Pendant cette période, des fouriéristes s’installent sous la conduite de Victor Considerant près de Dallas, à Réunion ; mais l’existence de la colonie est menacée par les difficultés matérielles et des dissensions internes [2]. En octobre 1855, Considerant se rend à Austin afin d’obtenir une nouvelle concession de terres. Il rencontre Antoine Superviele, « un bon et digne cœur » [3], qui l’aide dans ses démarches auprès du Sénat et qui lui signale des terres à bon marché du côté de San Antonio. Début février 1856, une fois la session législative terminée, Victor Considerant, Jules Superviele et César Daly se rendent dans le cañon d’Uvalde (aujourd’hui le cañon Sabinal) pour repérer les lieux et s’informer sur les terres pouvant être acquises à un prix raisonnable [4]. Superviele l’aide à obtenir l’immatriculation de sa société de colonisation le 1er septembre 1856 [5].
Il quitte le Sénat en 1857. Il continue à s’intéresser à la situation de Victor Considerant, désormais installé à San Antonio, tandis que la colonie de Réunion est dissoute.
Il lui écrit, apparemment assez souvent bien qu’il reçoive, se plaint-il, peu de réponses. Dans une lettre envoyée en 1860, il adresse ses « souvenirs respectueux » à Clarisse Vigoureux et Julie Considerant, ses « amitiés » à diverses autres personnes de l’entourage de Victor Considerant et il demande à ce dernier de lui planter « quelques grenadiers, figuiers, etc. dans les coins de [son] lot », ce qui suggère le maintien de relations régulières entre les deux hommes.

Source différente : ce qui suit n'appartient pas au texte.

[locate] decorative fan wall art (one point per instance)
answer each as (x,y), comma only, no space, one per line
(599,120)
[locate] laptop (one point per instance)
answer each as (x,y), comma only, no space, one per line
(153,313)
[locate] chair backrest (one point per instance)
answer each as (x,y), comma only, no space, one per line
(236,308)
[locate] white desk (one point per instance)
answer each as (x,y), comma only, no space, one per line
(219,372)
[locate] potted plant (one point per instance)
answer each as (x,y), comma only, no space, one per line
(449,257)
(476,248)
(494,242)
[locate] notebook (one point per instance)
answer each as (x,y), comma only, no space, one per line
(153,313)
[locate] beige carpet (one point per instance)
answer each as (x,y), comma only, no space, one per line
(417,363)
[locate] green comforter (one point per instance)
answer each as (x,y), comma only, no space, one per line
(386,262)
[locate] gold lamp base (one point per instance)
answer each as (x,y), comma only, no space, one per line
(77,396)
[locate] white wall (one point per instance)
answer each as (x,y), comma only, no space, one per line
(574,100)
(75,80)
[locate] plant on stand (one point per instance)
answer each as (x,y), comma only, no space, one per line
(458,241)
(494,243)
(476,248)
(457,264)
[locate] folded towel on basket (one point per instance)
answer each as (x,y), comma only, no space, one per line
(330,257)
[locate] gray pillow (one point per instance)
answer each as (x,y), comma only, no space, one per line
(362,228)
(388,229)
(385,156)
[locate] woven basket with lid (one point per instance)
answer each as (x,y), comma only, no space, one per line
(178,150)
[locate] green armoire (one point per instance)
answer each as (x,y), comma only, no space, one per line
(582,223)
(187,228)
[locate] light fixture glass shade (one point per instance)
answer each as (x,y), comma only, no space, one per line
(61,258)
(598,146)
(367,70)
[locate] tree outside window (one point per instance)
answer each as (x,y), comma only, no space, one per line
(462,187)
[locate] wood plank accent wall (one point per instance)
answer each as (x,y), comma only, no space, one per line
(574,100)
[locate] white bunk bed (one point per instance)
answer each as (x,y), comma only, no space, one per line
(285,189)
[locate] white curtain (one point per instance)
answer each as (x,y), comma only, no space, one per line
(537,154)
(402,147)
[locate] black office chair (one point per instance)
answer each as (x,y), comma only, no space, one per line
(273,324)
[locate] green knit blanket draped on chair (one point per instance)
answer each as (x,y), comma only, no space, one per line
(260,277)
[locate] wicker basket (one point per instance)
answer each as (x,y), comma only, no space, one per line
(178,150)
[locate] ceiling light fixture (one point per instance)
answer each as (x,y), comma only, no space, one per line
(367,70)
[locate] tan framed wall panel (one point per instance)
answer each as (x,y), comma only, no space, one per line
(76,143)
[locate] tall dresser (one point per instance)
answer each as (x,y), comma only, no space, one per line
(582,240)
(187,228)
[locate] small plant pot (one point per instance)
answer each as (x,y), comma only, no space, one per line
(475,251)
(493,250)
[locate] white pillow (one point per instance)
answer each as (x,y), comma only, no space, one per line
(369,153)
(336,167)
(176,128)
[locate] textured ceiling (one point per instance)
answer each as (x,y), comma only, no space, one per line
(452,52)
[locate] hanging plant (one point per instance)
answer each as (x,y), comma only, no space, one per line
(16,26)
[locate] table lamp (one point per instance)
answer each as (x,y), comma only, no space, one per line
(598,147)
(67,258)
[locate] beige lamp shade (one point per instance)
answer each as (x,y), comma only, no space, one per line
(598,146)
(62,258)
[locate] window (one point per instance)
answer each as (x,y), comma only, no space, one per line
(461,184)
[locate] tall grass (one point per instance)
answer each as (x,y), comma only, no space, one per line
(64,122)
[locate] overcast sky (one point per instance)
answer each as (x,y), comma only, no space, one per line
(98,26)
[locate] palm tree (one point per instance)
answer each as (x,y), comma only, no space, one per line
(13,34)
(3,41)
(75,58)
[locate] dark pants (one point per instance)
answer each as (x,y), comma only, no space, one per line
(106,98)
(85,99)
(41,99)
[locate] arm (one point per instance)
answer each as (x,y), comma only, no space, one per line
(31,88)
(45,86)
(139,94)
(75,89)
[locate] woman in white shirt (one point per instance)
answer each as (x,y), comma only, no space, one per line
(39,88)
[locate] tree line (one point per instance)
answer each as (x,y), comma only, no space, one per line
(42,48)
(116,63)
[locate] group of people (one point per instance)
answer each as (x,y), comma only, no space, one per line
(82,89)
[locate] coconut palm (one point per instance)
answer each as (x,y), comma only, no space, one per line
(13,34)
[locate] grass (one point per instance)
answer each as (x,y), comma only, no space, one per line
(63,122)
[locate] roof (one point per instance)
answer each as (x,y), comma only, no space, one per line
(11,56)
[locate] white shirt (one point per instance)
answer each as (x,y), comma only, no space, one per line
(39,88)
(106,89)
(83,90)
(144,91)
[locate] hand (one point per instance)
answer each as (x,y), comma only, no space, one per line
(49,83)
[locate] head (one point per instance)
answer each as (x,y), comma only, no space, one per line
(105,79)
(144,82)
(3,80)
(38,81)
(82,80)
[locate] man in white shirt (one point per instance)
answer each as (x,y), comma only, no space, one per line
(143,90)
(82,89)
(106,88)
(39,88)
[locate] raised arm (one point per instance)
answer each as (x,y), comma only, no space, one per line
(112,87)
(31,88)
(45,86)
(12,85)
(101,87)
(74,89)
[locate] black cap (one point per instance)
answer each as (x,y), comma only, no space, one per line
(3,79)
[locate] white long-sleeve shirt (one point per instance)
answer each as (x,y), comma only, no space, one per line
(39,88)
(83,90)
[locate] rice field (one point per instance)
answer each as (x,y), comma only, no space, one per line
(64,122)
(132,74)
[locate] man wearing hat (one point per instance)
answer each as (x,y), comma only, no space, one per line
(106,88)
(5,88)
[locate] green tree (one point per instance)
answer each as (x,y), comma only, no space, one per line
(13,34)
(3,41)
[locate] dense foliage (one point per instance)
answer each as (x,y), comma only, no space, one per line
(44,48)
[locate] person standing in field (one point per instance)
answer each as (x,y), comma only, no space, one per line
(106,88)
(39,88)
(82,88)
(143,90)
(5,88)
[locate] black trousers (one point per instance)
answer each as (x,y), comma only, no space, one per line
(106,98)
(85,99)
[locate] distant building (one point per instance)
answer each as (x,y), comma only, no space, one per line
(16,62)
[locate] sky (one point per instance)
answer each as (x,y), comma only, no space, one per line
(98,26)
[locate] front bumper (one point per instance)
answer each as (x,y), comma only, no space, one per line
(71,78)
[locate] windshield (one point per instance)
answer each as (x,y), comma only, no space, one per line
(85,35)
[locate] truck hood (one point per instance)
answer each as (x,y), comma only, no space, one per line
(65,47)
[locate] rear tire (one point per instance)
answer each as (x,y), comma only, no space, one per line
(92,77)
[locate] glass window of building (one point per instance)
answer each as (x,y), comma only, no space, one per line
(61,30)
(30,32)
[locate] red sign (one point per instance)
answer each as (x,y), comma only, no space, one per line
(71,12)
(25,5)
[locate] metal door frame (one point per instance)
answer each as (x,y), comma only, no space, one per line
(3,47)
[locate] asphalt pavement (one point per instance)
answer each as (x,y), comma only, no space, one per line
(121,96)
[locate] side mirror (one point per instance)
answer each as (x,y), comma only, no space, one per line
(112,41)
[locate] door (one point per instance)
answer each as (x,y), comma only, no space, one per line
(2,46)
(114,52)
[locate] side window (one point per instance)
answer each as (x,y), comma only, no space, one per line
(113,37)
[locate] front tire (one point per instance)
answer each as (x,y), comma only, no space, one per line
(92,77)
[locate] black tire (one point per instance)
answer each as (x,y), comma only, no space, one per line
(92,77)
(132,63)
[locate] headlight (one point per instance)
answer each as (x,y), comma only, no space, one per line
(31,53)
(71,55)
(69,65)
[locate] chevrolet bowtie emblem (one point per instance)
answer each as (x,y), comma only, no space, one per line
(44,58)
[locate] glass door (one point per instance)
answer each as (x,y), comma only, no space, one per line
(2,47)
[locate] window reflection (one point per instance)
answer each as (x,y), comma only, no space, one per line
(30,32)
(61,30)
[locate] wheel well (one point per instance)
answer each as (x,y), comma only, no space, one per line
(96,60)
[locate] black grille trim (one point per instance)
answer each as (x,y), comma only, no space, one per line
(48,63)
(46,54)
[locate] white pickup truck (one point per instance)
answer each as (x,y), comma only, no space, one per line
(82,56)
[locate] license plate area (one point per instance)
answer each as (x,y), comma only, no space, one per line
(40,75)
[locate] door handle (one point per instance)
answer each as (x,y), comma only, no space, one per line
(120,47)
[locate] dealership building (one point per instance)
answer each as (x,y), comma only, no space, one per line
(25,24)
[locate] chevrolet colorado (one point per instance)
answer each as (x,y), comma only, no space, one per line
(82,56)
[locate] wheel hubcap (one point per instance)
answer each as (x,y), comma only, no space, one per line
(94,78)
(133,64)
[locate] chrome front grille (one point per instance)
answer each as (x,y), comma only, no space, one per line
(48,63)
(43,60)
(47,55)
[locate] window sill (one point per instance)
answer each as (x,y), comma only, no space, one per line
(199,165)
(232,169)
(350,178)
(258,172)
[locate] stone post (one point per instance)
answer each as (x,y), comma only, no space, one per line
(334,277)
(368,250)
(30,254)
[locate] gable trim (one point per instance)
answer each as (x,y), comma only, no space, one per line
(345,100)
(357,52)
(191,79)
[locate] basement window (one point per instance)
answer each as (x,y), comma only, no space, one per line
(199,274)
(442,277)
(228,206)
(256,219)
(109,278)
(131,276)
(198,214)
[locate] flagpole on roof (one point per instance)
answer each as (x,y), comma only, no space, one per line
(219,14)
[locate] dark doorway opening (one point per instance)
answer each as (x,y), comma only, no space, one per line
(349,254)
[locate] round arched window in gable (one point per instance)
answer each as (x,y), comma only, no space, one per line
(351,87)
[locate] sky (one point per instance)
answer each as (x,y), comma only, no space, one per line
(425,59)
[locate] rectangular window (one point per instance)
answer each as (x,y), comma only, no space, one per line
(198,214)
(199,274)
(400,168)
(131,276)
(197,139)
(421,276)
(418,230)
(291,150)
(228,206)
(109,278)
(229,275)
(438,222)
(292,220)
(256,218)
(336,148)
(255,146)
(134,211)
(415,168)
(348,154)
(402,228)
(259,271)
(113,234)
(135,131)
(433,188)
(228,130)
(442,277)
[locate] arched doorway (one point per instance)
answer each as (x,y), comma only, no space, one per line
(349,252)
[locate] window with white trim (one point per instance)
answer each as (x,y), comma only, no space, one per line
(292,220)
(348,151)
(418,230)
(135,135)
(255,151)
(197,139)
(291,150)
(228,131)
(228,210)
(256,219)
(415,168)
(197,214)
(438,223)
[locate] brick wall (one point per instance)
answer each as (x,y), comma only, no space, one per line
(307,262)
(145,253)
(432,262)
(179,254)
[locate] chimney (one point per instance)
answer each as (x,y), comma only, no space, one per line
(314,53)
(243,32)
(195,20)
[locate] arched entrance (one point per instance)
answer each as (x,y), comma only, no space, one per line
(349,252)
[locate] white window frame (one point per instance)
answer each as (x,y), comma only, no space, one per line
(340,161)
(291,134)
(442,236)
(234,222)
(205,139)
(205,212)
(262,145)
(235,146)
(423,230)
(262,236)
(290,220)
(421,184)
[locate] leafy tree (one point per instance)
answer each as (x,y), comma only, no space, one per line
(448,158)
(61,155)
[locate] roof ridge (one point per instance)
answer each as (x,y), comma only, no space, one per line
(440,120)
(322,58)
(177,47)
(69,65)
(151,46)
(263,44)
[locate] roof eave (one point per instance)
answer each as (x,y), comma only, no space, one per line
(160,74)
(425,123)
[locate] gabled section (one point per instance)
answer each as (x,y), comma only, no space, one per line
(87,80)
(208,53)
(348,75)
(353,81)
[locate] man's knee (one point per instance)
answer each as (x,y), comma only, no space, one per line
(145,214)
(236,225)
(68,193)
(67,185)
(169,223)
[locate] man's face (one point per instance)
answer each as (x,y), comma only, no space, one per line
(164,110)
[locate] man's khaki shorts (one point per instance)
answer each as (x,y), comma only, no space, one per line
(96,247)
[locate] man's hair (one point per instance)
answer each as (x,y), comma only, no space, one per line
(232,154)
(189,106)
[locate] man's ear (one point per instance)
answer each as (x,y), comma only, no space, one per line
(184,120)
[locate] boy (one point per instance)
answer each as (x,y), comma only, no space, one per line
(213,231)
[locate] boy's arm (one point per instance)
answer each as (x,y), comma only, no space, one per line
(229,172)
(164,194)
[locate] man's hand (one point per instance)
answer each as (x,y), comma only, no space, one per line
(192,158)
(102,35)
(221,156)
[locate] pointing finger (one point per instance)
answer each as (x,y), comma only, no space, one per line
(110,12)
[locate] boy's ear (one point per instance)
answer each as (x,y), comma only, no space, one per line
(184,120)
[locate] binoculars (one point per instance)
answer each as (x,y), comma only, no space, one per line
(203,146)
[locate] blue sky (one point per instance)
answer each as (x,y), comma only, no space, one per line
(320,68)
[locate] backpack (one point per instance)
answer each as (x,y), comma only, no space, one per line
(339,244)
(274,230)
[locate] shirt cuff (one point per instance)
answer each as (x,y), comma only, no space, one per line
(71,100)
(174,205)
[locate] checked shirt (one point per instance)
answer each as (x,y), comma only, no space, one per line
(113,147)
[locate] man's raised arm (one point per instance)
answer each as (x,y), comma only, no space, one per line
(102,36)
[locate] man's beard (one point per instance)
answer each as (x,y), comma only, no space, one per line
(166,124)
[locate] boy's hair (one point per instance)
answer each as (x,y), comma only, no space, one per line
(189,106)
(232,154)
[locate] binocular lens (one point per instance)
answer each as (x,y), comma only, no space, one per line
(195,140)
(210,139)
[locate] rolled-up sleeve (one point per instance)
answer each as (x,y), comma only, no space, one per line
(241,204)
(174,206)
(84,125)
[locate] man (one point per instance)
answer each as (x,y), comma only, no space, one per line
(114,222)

Surtout, ce courrier a pour but de prévenir son ami du climat de « fanatisme » et d’« intolérance » qui règne à ce moment parmi les législateurs du Texas ; ceux-ci discutent alors d’un projet de loi prévoyant une peine de prison et une forte amende pour « tout individu qui recevrait ou publierait ou ferait circuler des écrits […] opposés à l’institution de l’esclavage » ; or, ajoute Superviele, Victor Considerant est particulièrement visé par les rédacteurs de cet projet de loi, une lettre envoyée depuis San Antonio l’ayant « dénoncé comme recevant la Tribune de New York, ce qui, à ce qu’il paraît, est un crime pendable ».

Voilà donc la liberté de la presse abolie, la liberté de pensée prohibée, et la passion populaire des back-woods men [6], substituée aux garanties proclamées de la Constitution […] Que dites-vous du libre-arbitre laissé aux citoyens par ce modèle des Républiques ?

Superviele engage Victor Considerant à « prendre la chose froidement, quelqu’injuste qu’elle soit, et à céder devant l’orage, plutôt qu’à lui résister » [7].
Cette lettre, qui mentionne une conversation avec un élu texan, montre aussi que, même s’il ne siège plus au Sénat, Superviele a conservé des relations avec les milieux politiques de l’État. En 1863, pendant la guerre de Sécession, il représente les États confédérés – les États sudistes – lors de discussions avec le Mexique, puis il est en France en tant que ministre plénipotentiaire de la Confédération [8].
Quelques années plus tard, c’est encore lui qui signale aux fouriéristes français la situation très pénible de Victor Considerant et de ses proches. Sa lettre, qui a disparu, suscite beaucoup d’émotion au sein de l’École sociétaire. Désiré Laverdant écrit au Dr Jaenger, de Colmar :

Madame Allyre Bureau reçoit de M. Aubervielle [sic], ancien sénateur du Texas une lettre qui contient des nouvelles lamentables. Madame Vigoureux est tombée en enfance, ne pouvant même plus porter ses aliments à sa bouche. Ses enfants ne suffisent pas à la soigner. L’indigence est assise à leur foyer. Nous avions cru que Victor se tirait d’affaire par un petit commerce avec l’aide du belge Cousin, son ami. Celui-ci est lui-même dans un état de décrépitude, et Considerant est seul chargé de faire vivre tout ce groupe. Il en est réduit à piocher la terre, et vous pensez si ses bras non habitués à ce rude labeur et qui ne sont plus jeunes peuvent suffire. On le dit bien changé, accablé, épuisé [9].

Désiré Laverdant et Aimée Beuque organisent une collecte dont le produit sert à l’envoi de secours financiers et de livres à l’ancien chef de l’École sociétaire [10].